No matter the origin, though, one thing is for sure: insect symbolic meanings are pretty interesting to learn about. If you’re curious, read on to discover what some cultures believe certain bugs represent. The next time you spot a ladybug or a butterfly, you might see them in a whole new light.


These speckled little creatures have long been considered signs of good luck, and that’s all because of an old farmer’s tale. During a pest-filled harvest season, European farmers were struggling to keep crops alive. Desperate, they prayed to the Virgin Mary. Soon after, ladybugs came and wiped out the other pests and the farmers named them "beetle of Our Lady." This eventually was shortened to "lady beetle" and finally, "ladybug." Some people even make wishes when a ladybug lands on them because of this belief.
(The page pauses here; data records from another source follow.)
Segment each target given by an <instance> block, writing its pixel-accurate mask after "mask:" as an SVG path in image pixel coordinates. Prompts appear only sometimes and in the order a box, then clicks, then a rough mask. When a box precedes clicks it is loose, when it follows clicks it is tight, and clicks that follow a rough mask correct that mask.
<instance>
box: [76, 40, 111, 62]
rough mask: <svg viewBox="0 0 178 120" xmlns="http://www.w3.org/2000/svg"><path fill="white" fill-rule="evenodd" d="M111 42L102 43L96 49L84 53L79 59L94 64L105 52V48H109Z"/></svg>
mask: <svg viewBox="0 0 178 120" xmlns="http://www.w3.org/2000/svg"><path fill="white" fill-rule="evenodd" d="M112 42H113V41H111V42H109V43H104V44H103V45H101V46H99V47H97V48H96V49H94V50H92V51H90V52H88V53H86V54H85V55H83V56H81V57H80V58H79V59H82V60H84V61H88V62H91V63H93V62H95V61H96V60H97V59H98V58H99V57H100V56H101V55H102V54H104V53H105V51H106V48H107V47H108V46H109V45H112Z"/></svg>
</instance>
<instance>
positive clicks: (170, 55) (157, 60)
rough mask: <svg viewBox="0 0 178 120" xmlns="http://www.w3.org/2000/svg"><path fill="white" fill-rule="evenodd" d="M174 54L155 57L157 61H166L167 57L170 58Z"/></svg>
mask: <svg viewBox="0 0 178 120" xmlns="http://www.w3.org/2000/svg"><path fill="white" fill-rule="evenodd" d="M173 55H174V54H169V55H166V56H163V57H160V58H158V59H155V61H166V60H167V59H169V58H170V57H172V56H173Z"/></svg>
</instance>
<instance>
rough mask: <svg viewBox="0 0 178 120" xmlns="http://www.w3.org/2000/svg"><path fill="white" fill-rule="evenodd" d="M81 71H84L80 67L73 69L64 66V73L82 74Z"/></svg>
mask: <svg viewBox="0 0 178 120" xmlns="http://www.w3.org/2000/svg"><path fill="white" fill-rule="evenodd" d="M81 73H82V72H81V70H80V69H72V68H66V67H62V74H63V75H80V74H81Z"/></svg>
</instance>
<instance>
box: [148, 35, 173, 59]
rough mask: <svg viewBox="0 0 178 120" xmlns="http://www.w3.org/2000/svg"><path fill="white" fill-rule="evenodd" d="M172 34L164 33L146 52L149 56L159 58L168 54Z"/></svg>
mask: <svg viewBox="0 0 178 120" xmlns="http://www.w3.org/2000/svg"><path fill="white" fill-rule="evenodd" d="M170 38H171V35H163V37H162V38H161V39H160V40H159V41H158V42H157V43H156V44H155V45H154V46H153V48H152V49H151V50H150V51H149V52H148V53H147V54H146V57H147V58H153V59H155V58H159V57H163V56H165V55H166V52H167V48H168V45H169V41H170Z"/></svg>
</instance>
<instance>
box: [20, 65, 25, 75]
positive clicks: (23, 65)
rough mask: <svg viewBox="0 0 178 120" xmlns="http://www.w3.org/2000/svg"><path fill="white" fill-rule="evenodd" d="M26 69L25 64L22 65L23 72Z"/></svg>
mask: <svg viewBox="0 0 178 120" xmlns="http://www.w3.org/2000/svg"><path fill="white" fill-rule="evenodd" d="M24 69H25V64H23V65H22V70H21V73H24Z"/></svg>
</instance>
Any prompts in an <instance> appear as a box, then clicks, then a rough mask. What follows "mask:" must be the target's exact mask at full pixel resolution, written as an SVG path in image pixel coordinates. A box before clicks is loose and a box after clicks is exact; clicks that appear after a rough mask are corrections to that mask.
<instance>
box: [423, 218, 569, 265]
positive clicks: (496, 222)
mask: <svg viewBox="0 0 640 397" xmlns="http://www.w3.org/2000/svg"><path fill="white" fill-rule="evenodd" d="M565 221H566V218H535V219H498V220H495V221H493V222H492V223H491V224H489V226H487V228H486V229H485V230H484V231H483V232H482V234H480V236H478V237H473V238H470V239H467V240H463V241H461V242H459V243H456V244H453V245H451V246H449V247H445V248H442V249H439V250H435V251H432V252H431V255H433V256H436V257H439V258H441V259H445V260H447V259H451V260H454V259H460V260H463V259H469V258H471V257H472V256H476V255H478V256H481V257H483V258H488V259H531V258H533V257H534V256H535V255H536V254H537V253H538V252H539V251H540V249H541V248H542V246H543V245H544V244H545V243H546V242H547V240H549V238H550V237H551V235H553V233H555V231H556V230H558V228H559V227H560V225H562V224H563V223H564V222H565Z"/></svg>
Seeing a fluttering butterfly can brighten anyone’s day, but in some cultures there is a deeper meaning to a butterfly sighting. In some religions and spiritual practices, butterflies are seen as heavenly messengers or representations of loved ones who have passed. A more literal symbolic meaning for butterflies is one of transformation and change. Since butterflies start off as caterpillars and form cocoons before spreading their wings, some people see them as a reminder of the many changes that will occur over a lifetime.


In ancient Eastern culture, crickets used to be kept in cages as pets due to their musical chirping. Because they also lay many eggs at a time, they are seen as a symbol of prosperity and success in China. More practically, farmers would associate the sighting of crickets with a cue from nature to begin planting crops.


If you’re familiar with the children’s story of Anansi the Spider, you might know that in the Yoruba culture of Africa, spiders are representative of a trickster spirit. Across other cultures, it’s the spider’s web that creates unique meaning. In Native American cultures, spiders are a symbol of wisdom and creativity. Several Native folktales included a character called Spider Grandmother who is a helper, and who thought the world into existence by weaving her webs.


Among Celtic lore, dragonflies are often mentioned in relation to fairies, with some saying fairies ride on the backs of dragonflies, and other stories saying that fairies transform into dragonflies. Either way, these insects were believed to be magical, and because of that, dragonflies symbolize good luck, transformation, and living life to the fullest!